Maybe tomorrow? I'll probably do the urban chase scene last since that one seems the hardest.

I'll also add in comments as to why I made the decisions I did.
 

One thing I try is to include skills in the challenge that have a spread of ability scores. Because most PC's have two good stats, even if they're untrained in a skill, they can still contribute. For example, including Athletics as a secondary skill means everyone who is playing a Strength based class can contribute, even if they don't have Athletics as a trained skill.
 

Skill Challenges are something I've been struggling with in my campaign, and I'm making myself keep plugging at them, because I think they COULD be really cool.

I think a large part of my group's problem with them is that they're so used to just rolling skill checks when asked, in previous campaigns for other DMs, that they tend to just sort of stare blankly at me sometimes when it's not quite that clear. They just shout out what they want to do, and expect an instant "roll a <x> check" response from me, when I have a skill challenge planned and have to sort of dial them back.. which leads to some lost enthusiasm, I guess.

We've been experimenting with a very scripted approach to them lately that I'm not really sure I like, where I read out every skill that can be used and what using it really means they are doing, and they select from their options and roll checks. I prefer this way to the freeform method we tried initially, which led to a lot of one player who had the primary skill getting aided by everyone else, and very little roleplaying. But I'm not really happy with having it be so super-scripted, either, since it feels too constrained.

What I'd really like, in terms of advice, is to hear how some other DMs set up their skill challenges, and to hear how they flow around their tables. I've been able to set up some pretty complex challenges, with dependencies and limited use checks and lots of neat story elements, but they're just not working very well into our game flow.
 

Good advice. But one thing I have never seen is an example in play. I don't know why but any skill challenge I have ever run turns out forced and counter-intuitive (granted I have only run those presented in modules) and seems to interrupt the flow of the encounter. I never really grokked the Skill Challenge in play, although I have always LOVED the idea of it. Maybe its my aging brain cells (I try and keep it agile with Sudoku and NY Times Xwords!!) but I can't seem to make it work well enough for my purposes.
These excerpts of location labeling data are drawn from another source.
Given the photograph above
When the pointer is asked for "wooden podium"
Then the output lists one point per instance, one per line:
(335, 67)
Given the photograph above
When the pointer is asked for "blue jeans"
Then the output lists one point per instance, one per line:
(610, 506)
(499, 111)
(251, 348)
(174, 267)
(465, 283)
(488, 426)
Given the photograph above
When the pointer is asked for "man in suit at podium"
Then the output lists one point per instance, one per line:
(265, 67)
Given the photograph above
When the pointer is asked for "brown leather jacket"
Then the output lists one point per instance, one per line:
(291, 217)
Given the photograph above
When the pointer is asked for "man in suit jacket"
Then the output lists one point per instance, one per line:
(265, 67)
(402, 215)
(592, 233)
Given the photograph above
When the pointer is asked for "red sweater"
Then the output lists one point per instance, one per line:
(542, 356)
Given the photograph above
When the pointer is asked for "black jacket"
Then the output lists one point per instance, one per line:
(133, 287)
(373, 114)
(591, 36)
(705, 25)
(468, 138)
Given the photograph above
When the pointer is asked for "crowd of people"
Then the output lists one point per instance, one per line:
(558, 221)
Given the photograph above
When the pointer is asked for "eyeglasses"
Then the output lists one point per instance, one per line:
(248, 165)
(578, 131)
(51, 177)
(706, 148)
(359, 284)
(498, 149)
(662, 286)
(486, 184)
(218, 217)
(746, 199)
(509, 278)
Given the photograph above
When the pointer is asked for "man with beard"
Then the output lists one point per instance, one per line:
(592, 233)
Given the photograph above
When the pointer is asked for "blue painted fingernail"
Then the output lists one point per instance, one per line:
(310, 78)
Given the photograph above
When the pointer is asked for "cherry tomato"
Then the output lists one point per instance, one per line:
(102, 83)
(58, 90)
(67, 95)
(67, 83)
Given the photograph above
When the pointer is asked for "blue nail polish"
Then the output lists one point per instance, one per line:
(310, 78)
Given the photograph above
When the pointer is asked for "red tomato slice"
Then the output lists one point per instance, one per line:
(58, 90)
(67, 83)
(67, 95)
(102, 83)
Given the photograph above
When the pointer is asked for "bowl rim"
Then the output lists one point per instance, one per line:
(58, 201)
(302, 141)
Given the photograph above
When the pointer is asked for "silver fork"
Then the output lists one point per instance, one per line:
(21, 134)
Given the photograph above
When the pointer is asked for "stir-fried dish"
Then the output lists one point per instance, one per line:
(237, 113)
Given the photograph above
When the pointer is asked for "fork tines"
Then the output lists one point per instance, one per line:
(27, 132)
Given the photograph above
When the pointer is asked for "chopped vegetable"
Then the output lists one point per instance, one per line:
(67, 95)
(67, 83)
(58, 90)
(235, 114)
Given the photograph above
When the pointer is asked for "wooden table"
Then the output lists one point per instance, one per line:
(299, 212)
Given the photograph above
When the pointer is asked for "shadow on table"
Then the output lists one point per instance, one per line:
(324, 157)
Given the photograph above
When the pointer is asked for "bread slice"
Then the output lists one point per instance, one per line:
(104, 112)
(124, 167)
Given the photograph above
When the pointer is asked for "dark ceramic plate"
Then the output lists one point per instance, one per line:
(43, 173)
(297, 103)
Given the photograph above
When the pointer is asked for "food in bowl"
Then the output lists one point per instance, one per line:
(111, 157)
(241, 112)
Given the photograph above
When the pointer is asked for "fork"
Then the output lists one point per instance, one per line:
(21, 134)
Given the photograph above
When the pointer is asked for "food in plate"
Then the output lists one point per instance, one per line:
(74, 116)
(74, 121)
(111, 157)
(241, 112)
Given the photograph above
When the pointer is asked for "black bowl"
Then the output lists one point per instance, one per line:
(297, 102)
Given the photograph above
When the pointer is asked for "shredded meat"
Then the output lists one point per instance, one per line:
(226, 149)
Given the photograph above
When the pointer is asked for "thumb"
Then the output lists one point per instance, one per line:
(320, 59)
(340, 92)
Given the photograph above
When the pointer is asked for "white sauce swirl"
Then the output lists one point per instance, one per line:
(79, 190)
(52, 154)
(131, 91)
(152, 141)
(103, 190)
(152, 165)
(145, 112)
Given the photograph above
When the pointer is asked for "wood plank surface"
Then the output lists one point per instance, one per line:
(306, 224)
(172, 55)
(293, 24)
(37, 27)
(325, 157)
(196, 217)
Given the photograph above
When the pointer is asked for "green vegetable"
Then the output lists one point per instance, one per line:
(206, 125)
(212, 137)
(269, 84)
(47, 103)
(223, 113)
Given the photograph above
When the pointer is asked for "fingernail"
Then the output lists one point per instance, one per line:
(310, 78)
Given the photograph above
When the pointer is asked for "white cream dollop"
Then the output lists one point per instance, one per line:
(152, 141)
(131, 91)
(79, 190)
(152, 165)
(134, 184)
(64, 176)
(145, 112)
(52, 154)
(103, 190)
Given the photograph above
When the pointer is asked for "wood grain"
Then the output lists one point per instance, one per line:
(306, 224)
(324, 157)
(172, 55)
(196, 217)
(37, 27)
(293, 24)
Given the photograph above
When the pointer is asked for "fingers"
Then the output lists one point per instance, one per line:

I've been wanting the same thing. I stumbled across this podcast which is part one of three on the subject. Part 2 has an example in play. I haven't listened to all of it yet, but the other advice on that website is pretty solid.
 

What I'd really like, in terms of advice, is to hear how some other DMs set up their skill challenges, and to hear how they flow around their tables.
I posted about this in this thread.

My approach is to describe the ingame situation, and then have the players explain how they're approaching it. Based on what they describe (which may or may not involve a reference to a skill or ability) I assign a method of mechanical resolution (skill check, encounter power, automatic success/failure, etc). I then keep track of successes and failures, and also explain how the ingame situation changes in response to each check that is made. Subsequent actions by the PCs reflect that changed ingame situation.

I don't find aiding another comes up all that often, because within the gameworld it's not that easy for the players to explain what that aiding would actually consist in. In order to get all the players involved (which is my general preference) I tend to use ingame techniques to motivate them to do something - eg in a social skill challenge someone addresses the fighter, or in a physical skill challenge I describe something dire about to happen to the wizard unless he responds to it (this is a technique I picked up from LostSoul).

The challenge as a GM - at least for me - is to find a way of narrating so that, after X successes or 3 failures, it makes sense to bring things to a conclusion.